The one thing I didn't share with you this year was something I wasn't sure I would ever share, but feel that it is so apart of me now, I can't not. and boy is it something I am very eager to leave in 2010. I was pregnant and lost the baby at a little over 10 weeks. It was devastating and horrible and I wouldn't wish it on my worst enemy. Such a different kind of pain than losing someone already in your life, but one that leaves you feeling just as void. As much as I have a hard time wrapping my mind around the saying "things happen for a reason", I do believe that this little soul entered our lives to bring my husband and I closer together. Out of this awful experience I discovered the most amazing man... and although I was already madly in love with him, I really grew to love him in a way I had never loved before. So for that I am thankful.

2010 was also filled with lots and lots of other lessons... and one that stands out the most was sadly learned at the expense of a friendship with someone who I had been close with for quite some time. and all i can say about it now is that I am deeply sorry for the part I played and am hopeful I will not make the same mistakes again in 2011.

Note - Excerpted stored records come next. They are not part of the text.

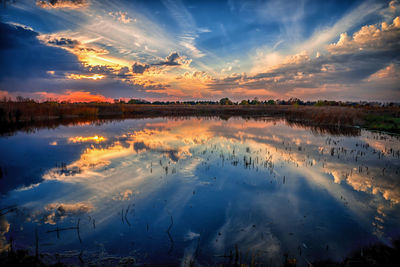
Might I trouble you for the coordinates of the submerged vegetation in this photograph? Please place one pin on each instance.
(374, 116)
(368, 256)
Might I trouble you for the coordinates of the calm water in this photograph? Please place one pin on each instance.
(182, 190)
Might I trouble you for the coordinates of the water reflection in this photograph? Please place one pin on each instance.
(184, 190)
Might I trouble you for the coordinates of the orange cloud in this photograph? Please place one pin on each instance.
(79, 76)
(71, 96)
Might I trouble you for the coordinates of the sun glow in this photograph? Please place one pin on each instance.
(79, 76)
(80, 139)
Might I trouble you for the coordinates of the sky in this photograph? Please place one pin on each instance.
(88, 50)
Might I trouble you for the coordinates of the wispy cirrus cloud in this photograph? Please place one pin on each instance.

(so now on to the good stuff)

2010 was also filled with the most amazing opportunities and experiences. Starting from January 1, 2010... the day I received an email from Alexis regarding a project over at Swanson Vineyards. I do not have words to express to you how grateful I am for that opportunity. Alexis is someone who I have always admired and feel is just so full of talent, vision, grace and humor it is silly. And to be able to work so closely with her on so many exciting projects, well, it certainly made my year sing. Her eye and her vision are a gift... and I so cherish the gift she gave me... working with her not only opened my eyes to new ways to photograph, but she challenged me to think about how something could be better... even when I thought it was great, there it was, better than better than the best! So thank you Alexis for believing in me and making my year so special. I am truly humbled and honored.

2010 will also be a year that for me is defined by love. The year I married my mister, the year I acquired a new family and the year I became more confident with who I am. And I know this is going to sound a bit cheesy, but it is a year that I truly started to believe in the power of love. The power of loving yourself even in the slightest and accepting love from others is just plain incredible.

Moving forward to today -- 1/1/2011 -- my soul is filled with so much excitement. A new day, a new year. There are still a lot of unknowns in our life at the moment... but that unknown is also kind of exhilarating.
-- I am excited about starting some projects with a new and fresh outlook (one I will announce within the next day or so).
-- I am excited because my mister and I have found a good rhythm and are on the same page with regards to what we want in life together. We are communicating better than ever and have a plan to get us through some things that have been weighing us down. Although I also know that things never really work out as planned, I am at least happy we are traveling on the same path together... where ever it may be headed.
-- I am very excited to be pregnant again and even more happy that as of today, he is a healthy boy.
-- I am excited about drinking a margarita this summer. ok, margaritas this summer. I. Love. Margaritas.
-- and I am excited about continuing to share the little things that are special in my life through iheartnapa.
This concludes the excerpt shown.